道南いさりび鉄道の観光列車「ながまれ海峡号」勝利の方程式:杉山淳一の「週刊鉄道経済」(2/5 ページ)
北海道新幹線の開業と当時に、道南いさりび鉄道も開業する。並行在来線の江差線を継承する第3セクターだ。5月から運行を開始する観光列車「ながまれ海峡号」の予約も盛況という。この列車の仕掛け人に誕生の経緯を聞いた。
観光列車の「上下分離」スタイル
ここまでの話で「観光車両」と「観光列車」の2つの言葉が出てくる。似ているので整理しよう。
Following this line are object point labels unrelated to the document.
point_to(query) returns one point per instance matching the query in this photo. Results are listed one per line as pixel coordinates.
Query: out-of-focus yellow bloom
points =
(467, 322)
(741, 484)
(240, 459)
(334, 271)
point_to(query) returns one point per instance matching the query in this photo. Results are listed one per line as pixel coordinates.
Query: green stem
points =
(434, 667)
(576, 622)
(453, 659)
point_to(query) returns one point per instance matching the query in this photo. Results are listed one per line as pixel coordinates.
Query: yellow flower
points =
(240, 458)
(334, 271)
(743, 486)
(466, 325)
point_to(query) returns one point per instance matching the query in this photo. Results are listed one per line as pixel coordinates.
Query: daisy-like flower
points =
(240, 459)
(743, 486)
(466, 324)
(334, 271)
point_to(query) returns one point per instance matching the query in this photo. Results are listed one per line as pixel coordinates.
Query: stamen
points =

観光車両とは車両そのものだ。ほかの車両とは色が違うけれど、普段は普通列車として運行する。ただし車内には地域の観光情報が掲示される。これはながまれ号である。この車両を使って、特別な食事を提供し、特別なダイヤで運行する列車が「ながまれ海峡号」となる。
観光列車は全国のローカル線で取り組まれている。しかし、ながまれ海峡号は新しい事例になるだろう。観光列車に関する企画、プロデュース、各種手配、広告、募集、催行までのすべてを日本旅行が一括で実施する。道南いさりび鉄道の仕事は、あらかじめ定められたダイヤで車両を走らせるだけだ。つまり、観光列車のハードは鉄道会社、ソフトは旅行会社として「上下分離」型になっている。
ながまれ海峡号について、詳しい話を日本旅行の瀬端浩之氏に聞いた。瀬端氏は日本旅行の鉄道プロジェクトとして、今まで数々の鉄道旅行企画を成功させてきた。優れた鉄道旅行企画を表彰する「鉄旅オブザイヤー」受賞者の常連でもある。
日本旅行としても「観光列車」をまるごと引き受けるというスタイルは初めてだ。どうしてこのような形式になったのだろう。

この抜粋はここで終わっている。